Rachel invited him to her place, for lunch the following week. He walked up the weedy driveway; Rachel was standing on the porch dressed in her customary shorts and flip-flops. He felt overdressed in chinos and desert boots. She kissed him and then she moved back, looked him in the eyes and uttered with exaggerated clarity the word ‘Yes’ and kissed him again. The discreet shedding of a joyful tear or two was interrupted by the appearance of a tall and somewhat dishevelled looking man with a mop of crazy looking grey hair. He was dressed in a torn black t-shirt with a picture of a recently deceased rock star stamped on the front, oversized shorts and crusty sandshoes. He introduced himself as Jonah.
“Yes to what Rach?”
“Please meet the man I am going to marry dad.”
“Goodness….well….you had better come in sir. Miriam…Miriam! Rachel has a fellow here she wants to marry.”
He sounded like he was calling the Cox Plate at Randwick, his voice a variety of snapping syntax Ruben found unnerving.
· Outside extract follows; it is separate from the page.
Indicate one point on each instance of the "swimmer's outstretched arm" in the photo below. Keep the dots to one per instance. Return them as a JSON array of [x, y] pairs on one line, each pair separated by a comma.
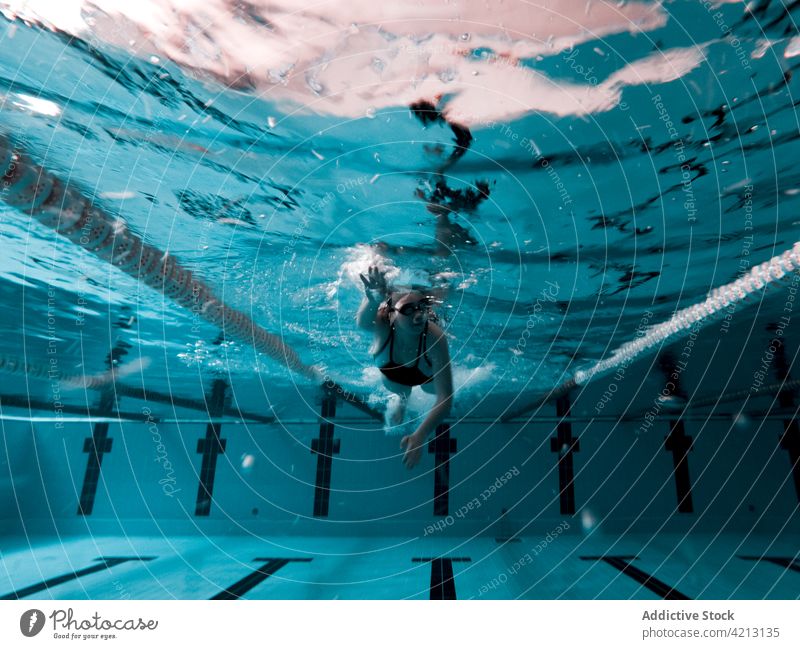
[[443, 382], [375, 292]]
A woman he assumed was Miriam and Rachel’s mother appeared, looking like a slightly dated carbon copy of her daughter. She had an unruly crown of wispy blond hair above a pretty face and a slim body encased in a worn lab coat. She had no shoes on and was spattered with drops of white paint. It occurred to Ruben the entire household was not in receipt of a comb, an iron or a needle and thread and he surmised they may well be in need of a cobbler.
“Mum this is Ruben.”
“I won’t shake Ruben, I’m filthy and I am going for a shower. For reasons I am not entirely sure, I’ve been painting the attic. This place is like Pitt Street sometimes and I think I might be in need of my own bloody space. Rach take Ruben and make him a drink. I’m assuming you’re staying for lunch Ruben; unless you intend going out and getting married immediately.”
“O thankyou…ah yes, I mean no we are not going to marry right now…are we Rachel?”
“No, I have to clean my shoes, wherever they are. By the way do you own an iron Ruben?”